I fount this test, which I rea
I fount this test, which I read when looking for workstations.
We bought Intel based ones, and we are quite happy with them.
In general, pay attention to hyper-integrated systems, like 8 cores on a board or similar, mainly because they're newer (less tested), more prone to thermal issues and more vulnerable (if you have an issue, you stop working). This is not true on a conventional parallel system, where you can easily exclude a node ;-)
Plus, the increase in performance for higly demanding applications like CFD is rarely tested and the price might not be worth of.
I found a test using FLUENT on both Intel and AMD here:
The interesting thing about th
The interesting thing about the 8 proc Mac box is the amount of memory it can accomodate, up to 32 GB.
hi, the above link is from
the above link is from intel - i guess looking at the homepage of amd will show the opposite...
www.spec.org gives maybe a more realistic overwiew.
the only argument for buying intel is the price not the performance.
Hi all, My experience with
My experience with OpenFOAM on a cluster of 16 boards with 2 2core Opteron on each blade (i.e. 4 cores/blade), connect by GB-Ethernet, tells me that OpenFoam scales very well up to 4 processes RUNNING ON THE SAME BLADE, but performance is lousy if processes are running on different blades. Obviously, network connection seems to be much more important than performance of the single cores.
Now trying to get gamma running, but dont know yet...
To Kuan: As far as I can t
As far as I can tell, the "8-processor Apple box" you mention is really a dual quad-core Xeon system.
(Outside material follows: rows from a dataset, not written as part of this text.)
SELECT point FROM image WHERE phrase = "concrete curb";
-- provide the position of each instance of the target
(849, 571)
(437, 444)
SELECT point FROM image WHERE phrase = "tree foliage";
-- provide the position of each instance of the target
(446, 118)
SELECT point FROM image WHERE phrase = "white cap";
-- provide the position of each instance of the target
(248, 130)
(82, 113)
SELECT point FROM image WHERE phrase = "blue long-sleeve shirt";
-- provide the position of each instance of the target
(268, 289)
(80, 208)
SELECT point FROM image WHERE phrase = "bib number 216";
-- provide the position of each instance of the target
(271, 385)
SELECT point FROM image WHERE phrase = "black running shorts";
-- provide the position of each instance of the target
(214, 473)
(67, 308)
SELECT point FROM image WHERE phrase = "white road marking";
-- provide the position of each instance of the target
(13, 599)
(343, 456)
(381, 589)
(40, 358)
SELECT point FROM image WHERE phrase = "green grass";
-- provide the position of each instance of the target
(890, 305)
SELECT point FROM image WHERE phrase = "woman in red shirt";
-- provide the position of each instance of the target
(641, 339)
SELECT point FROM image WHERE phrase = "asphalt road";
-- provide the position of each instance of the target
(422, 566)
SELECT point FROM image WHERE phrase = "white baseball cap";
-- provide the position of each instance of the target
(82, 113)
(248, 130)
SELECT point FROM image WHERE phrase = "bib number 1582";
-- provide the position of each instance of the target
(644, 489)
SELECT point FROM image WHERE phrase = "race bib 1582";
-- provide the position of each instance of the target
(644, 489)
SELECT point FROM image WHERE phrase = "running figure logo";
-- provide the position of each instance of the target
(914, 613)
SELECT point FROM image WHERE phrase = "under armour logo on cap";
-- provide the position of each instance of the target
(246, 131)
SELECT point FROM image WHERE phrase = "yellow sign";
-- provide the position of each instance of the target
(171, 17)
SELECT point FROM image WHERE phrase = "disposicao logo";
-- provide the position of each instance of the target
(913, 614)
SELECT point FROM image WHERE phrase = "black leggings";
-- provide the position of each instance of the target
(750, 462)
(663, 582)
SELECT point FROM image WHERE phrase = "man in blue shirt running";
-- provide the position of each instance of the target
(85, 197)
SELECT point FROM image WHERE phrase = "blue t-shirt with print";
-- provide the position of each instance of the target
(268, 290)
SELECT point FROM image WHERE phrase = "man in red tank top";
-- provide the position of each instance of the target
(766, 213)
I'd expect CFD to be fairly heavy on the bus usage, so packing more and more cores on the one CPU is likely to lead to limited performance improvements.
Since you seem interested in more up-to-date hardware than the quad dual-core system I mentioned, and I agree that that mobo is expensive, you might look at:
The Tyan Thunder n3600QE (S4980) is a quad Opteron board using the 1207-pin socket, and it's claimed to be quad-core ready, though as I mentioned above, I doubt the increase in performance for CFD by going to quad cores would justify the cost. (I may be mistaken.)
You might wait for the quad-cores to come out in the hope of getting a price reduction on the dual-cores, then populate one of these with the (presumably cheaper) dual-core Opterons.
You'd want at least a 1kW power supply, and I think that board is a bit larger than your average ATX, so make sure it'll fit into the case. Maybe have the system built for you by someone reliable.